Orwood, Lafayette County, Mississippi, November 13, 1890

On November 13, 1890, a mob of white men lynched a Black man named William McGregory outside of Oxford in a small community named Orwood in Lafayette County, Mississippi. After reportedly asking a white woman to stop while on her way home and following her, a mob of white men seized him, shot him repeatedly and killed him.

Earlier that day, a white woman reported that a Black man “ordered her to halt” and followed her while she was riding home on horseback. Based on this interaction, the white woman made public allegations that the man had tried to assault her and suspicion was focused on William McGregory, who was subsequently taken by citizens into custody for a sham trial before the magistrate.

During the era of racial terror, accusations of “attempted assault” could be based on any action of a Black man that could be interpreted as seeking or desiring contact with a white woman. For example, accusations against Black men of assault and attempted assault included merely looking at or accidentally bumping into a white woman, smiling, winking, getting too close, and even being disagreeable. Almost 25 percent of documented lynchings were sparked by accusations of sexual assault at a time when the mere accusation of sexual contact between a Black man and white woman regularly aroused violent mobs and ended in lynching. African Americans in the South faced hostile suspicion and were burdened by a presumption of guilt, such that white peoples’ allegations against Black people were rarely subject to scrutiny. For Mr. McGregory, who had not been formally charged with or convicted of any crime, race rather than the alleged offense most significantly contributed to him being targeted for lynching.

While Mr. McGregory was before the magistrate, he had not been convicted of any crime when a mob of white men interrupted the trial and seized him from the proceedings. It was not uncommon during this era for lynch mobs to seize their victims from jails, prisons, courtrooms, or out of police custody. The mob abducted Mr. McGregory from the proceedings, shot him repeatedly, and killed him, riddling his body with bullets. Tragically, little attention was given to documenting what happened to Mr. McGregory’s body or his family following the lynching, or what happened to the individuals who lynched him. There are no records to suggest that participants in the mob were ever held accountable for the death of Mr. McGregory.

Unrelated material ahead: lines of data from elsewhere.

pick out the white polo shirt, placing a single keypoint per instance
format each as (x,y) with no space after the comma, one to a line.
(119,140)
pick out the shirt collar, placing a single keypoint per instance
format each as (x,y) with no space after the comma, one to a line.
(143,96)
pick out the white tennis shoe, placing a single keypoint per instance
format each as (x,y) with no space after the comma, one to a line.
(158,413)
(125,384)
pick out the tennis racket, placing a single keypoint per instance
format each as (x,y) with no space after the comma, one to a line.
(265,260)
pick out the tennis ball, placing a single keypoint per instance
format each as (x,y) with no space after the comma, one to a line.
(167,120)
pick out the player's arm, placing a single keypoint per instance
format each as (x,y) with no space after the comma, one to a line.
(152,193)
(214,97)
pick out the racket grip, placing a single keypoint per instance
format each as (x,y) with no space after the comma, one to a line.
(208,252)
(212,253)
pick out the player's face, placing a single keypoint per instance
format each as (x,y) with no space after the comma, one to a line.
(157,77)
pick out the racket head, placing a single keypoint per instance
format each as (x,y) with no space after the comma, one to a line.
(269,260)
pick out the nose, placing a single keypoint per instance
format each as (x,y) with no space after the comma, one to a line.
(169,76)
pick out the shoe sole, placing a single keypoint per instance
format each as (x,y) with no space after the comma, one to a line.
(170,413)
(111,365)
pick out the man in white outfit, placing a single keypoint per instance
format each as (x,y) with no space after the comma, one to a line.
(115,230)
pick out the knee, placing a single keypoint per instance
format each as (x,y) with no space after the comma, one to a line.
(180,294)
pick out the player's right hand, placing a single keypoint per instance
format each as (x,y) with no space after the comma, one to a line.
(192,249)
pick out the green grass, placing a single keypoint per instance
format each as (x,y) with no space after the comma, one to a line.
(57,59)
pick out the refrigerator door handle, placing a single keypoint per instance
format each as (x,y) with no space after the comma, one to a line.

Similar to contemporary media representations of Black people who experience violence at the hands of white people, local newspapers reporting on the lynching of Mr. McGregory chose euphemisms evoking images of the white men in the mob as chivalrous protectors of white femininity calling them “vigilant citizens.” Yet, derogatory and dehumanizing terms like “fiend” and “demon” were used to refer to Mr. McGregory, who tragically had his life taken from him before exercising his right to due process in the court of law.

William McGregory is one of at least 654 documented African American victims of racial terror lynching killed in Mississippi between 1877 and 1950, and one of 7 documented victims in Lafayette County.